Friday, June 8, 2012

Margin vs Markup

One of the terms you'll often run in to if you're a regular reader of EVE Trading Blogs or the MD Forums is "margin". I know I did. I paid special attention to this every time I read it, because I used other people's margins as benchmarks for how well I was doing in my own trading. If someone had a better "margin" than I did, then I would read to see what they were doing, and tried to apply that to my own trading.

Naturally, I tried to improve my trading by creating a spreadsheet to help me calculate my margins quickly. I'm pretty good at doing calculations in my head, but when it's late at night, or when I have just a few minutes to spare and I'm looking for a quick deal, I miscalculate things. So a spreadsheet was a big help.

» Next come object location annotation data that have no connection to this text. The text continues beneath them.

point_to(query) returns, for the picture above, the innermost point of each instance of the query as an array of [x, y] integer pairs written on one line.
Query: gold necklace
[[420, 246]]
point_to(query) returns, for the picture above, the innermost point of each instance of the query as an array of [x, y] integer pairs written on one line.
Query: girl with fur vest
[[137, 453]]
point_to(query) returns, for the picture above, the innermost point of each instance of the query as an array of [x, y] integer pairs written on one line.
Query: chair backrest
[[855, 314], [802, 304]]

However, I noticed that I wasn't getting really good margins, at least not compared to what others were reporting. One day, one margin didn't make any sense at all. I had bought an item for 5M and sold it for 12M, but my margin was reported as 58%.  My margin should have been over 100%, since I sold it for more than double what I paid for it. How's that possible?

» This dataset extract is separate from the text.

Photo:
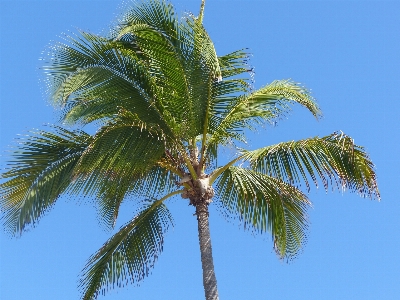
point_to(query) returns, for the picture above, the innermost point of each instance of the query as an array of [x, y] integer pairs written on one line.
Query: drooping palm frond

It's because while I was calculating margin correctly, I was thinking markup.

The profit margin is the ratio of profits vs revenue. In other words, it tells you how much of your revenue is actually profit (the difference is cost). The markup on the other hand, is the ratio between revenue and cost. It's very common for people to confuse the two, not just in EVE, but in real world business.

If we revisit the example above, here are the numbers:

Margin = (7,000,000/12,000,000) * 100 = 58.3%
Markup = ((12,000,000 / 5,000,000) - 1) * 100 = 140%


In most cases, it won't make much of a difference if you refer to markup as margin in an EVE-related trading discussion, people are all thinking the same thing. However, if you start setting up spreadsheets or other tools, or you start reading real-world financial text books to improve your EVE trading, it's very important to distinguish the two concepts.